Ana Barradas - Publicado: Sexta, 09 Abril 2010 01:00

 

Ana Barradas

A perseguição soviética aos homossexuais nos anos 30 e 40 é comparável à situação nos países ocidentais desse tempo, quando estava na ordem do dia o combate das autoridades às práticas “desviantes”.


Lenine descriminalizou

A situação anterior no país dos bolchevistas não fazia prever tal repressão. Numa sociedade em que as mulheres e as crianças estavam totalmente subordinadas aos maridos, pais, e irmãos e em que, por exemplo, Máximo Gorki havia sido brutalmente espancado por homens de uma aldeia cossaca ao tentar socorrer uma mulher arrastada nua por um cavalo por ter sido acusada do “crime” de adultério, a nova Rússia de Lenine tinha abolido a lei anti-sodomia de 1918, que punia os homossexuais, entre outras medidas revolucionários respeitantes ao divórcio, à família, aos direitos das mulheres, etc.

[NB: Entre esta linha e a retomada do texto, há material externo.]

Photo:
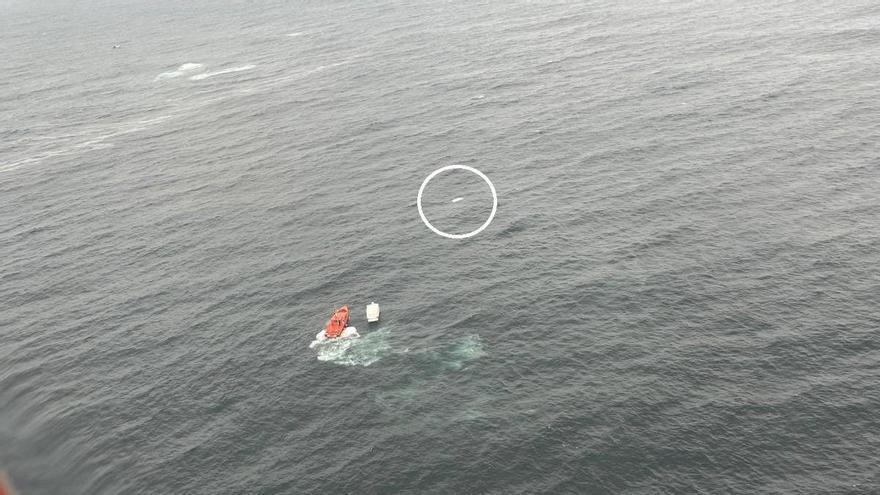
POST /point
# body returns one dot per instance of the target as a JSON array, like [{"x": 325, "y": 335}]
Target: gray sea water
[{"x": 679, "y": 293}]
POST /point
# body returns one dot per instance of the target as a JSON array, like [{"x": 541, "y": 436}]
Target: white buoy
[{"x": 372, "y": 312}]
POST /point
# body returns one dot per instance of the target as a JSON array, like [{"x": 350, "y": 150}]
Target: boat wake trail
[{"x": 361, "y": 351}]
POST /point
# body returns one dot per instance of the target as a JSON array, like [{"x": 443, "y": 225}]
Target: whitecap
[
  {"x": 205, "y": 75},
  {"x": 183, "y": 69}
]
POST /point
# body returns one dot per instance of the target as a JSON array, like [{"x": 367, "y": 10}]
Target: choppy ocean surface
[{"x": 680, "y": 292}]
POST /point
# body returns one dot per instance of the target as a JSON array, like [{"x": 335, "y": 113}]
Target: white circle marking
[{"x": 457, "y": 167}]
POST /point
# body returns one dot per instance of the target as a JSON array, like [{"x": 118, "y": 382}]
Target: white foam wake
[
  {"x": 183, "y": 69},
  {"x": 361, "y": 351},
  {"x": 205, "y": 75}
]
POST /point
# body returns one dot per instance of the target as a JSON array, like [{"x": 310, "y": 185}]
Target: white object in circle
[{"x": 457, "y": 236}]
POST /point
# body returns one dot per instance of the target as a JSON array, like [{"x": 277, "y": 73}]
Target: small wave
[
  {"x": 362, "y": 351},
  {"x": 205, "y": 75},
  {"x": 183, "y": 69}
]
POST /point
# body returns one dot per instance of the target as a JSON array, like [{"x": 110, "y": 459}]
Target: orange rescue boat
[{"x": 337, "y": 323}]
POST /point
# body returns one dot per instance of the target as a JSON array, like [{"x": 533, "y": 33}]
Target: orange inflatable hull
[{"x": 337, "y": 323}]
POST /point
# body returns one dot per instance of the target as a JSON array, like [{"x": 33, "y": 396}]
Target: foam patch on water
[
  {"x": 360, "y": 351},
  {"x": 205, "y": 75},
  {"x": 182, "y": 70},
  {"x": 464, "y": 350}
]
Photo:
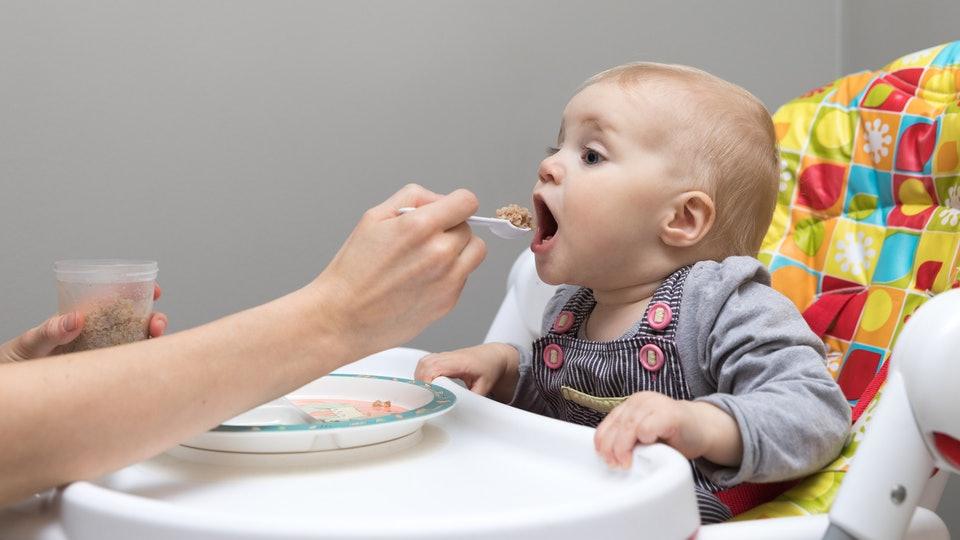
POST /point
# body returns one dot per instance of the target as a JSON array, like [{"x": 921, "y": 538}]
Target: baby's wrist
[{"x": 718, "y": 432}]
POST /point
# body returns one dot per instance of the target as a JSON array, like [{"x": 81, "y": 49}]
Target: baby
[{"x": 649, "y": 211}]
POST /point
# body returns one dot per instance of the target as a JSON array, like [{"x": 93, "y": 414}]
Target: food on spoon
[{"x": 517, "y": 215}]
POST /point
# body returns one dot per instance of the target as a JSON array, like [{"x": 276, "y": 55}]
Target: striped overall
[{"x": 583, "y": 380}]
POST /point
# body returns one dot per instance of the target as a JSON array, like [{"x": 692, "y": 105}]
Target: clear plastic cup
[{"x": 114, "y": 295}]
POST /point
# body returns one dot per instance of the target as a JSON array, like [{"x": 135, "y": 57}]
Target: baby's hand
[
  {"x": 645, "y": 418},
  {"x": 491, "y": 367}
]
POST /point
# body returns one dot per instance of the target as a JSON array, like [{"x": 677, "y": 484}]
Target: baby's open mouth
[{"x": 547, "y": 226}]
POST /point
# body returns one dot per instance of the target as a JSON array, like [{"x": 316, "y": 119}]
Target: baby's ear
[{"x": 690, "y": 218}]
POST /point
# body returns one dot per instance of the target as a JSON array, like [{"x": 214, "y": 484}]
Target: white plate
[{"x": 283, "y": 427}]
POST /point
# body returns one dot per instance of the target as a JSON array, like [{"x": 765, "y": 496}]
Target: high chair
[{"x": 865, "y": 231}]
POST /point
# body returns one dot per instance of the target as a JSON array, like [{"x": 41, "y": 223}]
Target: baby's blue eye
[{"x": 591, "y": 157}]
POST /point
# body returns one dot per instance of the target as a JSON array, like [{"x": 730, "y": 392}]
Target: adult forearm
[{"x": 117, "y": 406}]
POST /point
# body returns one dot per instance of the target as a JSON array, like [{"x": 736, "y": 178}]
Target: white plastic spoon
[{"x": 500, "y": 227}]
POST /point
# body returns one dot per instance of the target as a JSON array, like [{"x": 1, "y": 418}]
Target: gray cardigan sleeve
[
  {"x": 527, "y": 396},
  {"x": 760, "y": 363}
]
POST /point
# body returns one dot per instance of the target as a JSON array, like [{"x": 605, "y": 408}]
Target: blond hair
[{"x": 723, "y": 143}]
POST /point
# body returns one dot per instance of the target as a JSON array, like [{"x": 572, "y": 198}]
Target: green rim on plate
[{"x": 442, "y": 399}]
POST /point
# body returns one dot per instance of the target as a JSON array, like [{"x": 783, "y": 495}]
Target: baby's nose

Ao aprovarem o código criminal de 1922, os bolcheviques tinham reconhecido os pareceres médicos e jurídicos que recomendavam a decriminalização das relações entre adultos do mesmo sexo e tinham incluído nos objectivos da revolução nascente a batalha pela libertação da sexualidade, a abolição das discriminações e limitações com base no sexo e no género e a emancipação das mulheres.

Nessa altura, surgiram muitas mulheres que se vestiam sempre como homens e procuravam viver como eles, como era o caso de várias comandantes do exército e membros de instituições académicas e culturais. Algumas delas, declarando-se abertamente lésbicas, chegaram a exigir o direito à união com pessoas do mesmo sexo. Outras desejavam mudar de identidade e passar a ser homens, ou adoptavam variantes masculinas do seu nome de baptismo, havendo mesmo quem pedisse intervenções cirúrgicas para mudança de sexo. Todas elas tinham ganho visibilidade na sociedade daquele tempo, porque a revolução de Outubro lhes permitira exprimir-se de forma não convencional e elas eram aceites sem objecções. De resto, o novo tipo de mulheres, participantes enérgicas e confiantes da nova sociedade, deu origem a comentários de visitantes ocidentais sobre a suposta “masculinidade” das russas.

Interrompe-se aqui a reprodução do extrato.